The U.S. Treasury on Thursday launched a new program to infuse $9 billion into minority and community lenders to boost financing for small businesses and consumers struggling with the coronavirus pandemic in low-income and underserved communities.
The Emergency Capital Investment Program, funded as part of a $900 billion COVID-19 aid bill signed into law at the end of 2020 by former president Donald Trump, will provide $9 billion in capital to Community Development Financial Institutions (CDFIs) and minority depositary institutions.
These institutions, from small mortgage lenders to minority-owned banks and rural credit unions and other lenders, will be able to increase loans and grants to their communities and extend forbearance to struggling customers, Treasury officials said.
The program sets aside $2 billion for participating institutions with less than $500 million in assets and another $2 billion for those with less than $2 billion in assets.
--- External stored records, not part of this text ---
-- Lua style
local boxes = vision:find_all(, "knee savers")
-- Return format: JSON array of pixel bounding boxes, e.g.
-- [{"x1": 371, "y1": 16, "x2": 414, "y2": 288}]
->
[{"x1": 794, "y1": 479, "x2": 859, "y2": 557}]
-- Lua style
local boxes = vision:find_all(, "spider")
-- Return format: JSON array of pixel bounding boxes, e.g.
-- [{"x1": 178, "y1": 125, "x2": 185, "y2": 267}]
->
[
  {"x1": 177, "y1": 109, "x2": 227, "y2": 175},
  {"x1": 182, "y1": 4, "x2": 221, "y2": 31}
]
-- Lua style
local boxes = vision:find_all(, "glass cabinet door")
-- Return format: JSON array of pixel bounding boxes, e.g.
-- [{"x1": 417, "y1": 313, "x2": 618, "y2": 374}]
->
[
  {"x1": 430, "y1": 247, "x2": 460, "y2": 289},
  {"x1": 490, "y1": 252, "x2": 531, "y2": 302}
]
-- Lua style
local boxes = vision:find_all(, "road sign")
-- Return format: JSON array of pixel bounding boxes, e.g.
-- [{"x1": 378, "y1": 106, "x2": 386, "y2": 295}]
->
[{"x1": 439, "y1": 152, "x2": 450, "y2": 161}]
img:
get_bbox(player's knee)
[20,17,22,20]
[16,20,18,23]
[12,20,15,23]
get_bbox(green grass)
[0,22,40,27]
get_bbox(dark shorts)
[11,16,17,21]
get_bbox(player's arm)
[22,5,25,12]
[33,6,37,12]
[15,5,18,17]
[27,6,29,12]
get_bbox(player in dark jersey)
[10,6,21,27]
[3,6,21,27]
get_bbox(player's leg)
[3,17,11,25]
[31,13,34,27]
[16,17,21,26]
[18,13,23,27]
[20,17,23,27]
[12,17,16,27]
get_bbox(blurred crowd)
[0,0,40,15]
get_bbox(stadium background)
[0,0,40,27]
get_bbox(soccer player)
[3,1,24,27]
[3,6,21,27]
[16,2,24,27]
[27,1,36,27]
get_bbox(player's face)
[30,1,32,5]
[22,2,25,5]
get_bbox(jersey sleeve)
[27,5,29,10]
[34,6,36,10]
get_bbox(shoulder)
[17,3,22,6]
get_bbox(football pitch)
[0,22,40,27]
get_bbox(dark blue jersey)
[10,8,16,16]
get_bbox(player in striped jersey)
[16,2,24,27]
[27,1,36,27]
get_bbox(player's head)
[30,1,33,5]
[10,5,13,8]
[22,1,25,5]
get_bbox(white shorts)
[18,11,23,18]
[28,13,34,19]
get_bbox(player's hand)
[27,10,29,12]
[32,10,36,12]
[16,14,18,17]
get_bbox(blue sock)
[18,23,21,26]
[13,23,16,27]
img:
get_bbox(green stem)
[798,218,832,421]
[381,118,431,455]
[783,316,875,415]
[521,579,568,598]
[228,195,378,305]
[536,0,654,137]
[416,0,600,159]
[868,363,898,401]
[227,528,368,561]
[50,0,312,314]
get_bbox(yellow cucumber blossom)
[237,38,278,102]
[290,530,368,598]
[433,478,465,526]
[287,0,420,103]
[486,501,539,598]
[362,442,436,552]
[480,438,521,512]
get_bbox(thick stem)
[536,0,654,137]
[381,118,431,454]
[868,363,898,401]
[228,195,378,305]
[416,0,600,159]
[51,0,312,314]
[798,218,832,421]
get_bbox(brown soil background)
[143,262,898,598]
Treasury officials said equity and subordinated debt investments into these institutions will lower their cost of capital, allowing them to reach more difficult lending cases.
Treasury Secretary Janet Yellen said in a statement that the program, negotiated in part by her predecessor, Steven Mnuchin, was aimed at reducing "financial services deserts" in low-income communities that have worsened during the pandemic.
"The Emergency Capital Investment Program will help these places in that the financial sector hasn't typically served well. It will allow people to access capital, especially in communities of color."
Yellen's team developed a new capital multiplier formula to reward lenders with lower interest or dividend costs on Treasury capital that is used to make the most challenging loans in the poorest communities, Treasury officials said.
The $9 billion program, coupled with $3 billion in other support for CDFIs and minority lenders as part of the year-end COVID bill, could make a large impact on community lenders.
Research from the Federal Reserve Bank of Richmond shows that as of August 2019, there were 1,076 certified U.S. CDFIs, which could be banks, community development corporations, venture capital funds, loan funds, or credit unions with a mission to serve low and moderate income communities. The number of non-certified CDFIs is unknown, the bank said.
But most are tiny. The Richmond Fed survey found that nearly half of CDFIs surveyed had assets of $25 million or less, with 5% holding assets of less than $1 million and just 6% holding assets of over $500 million.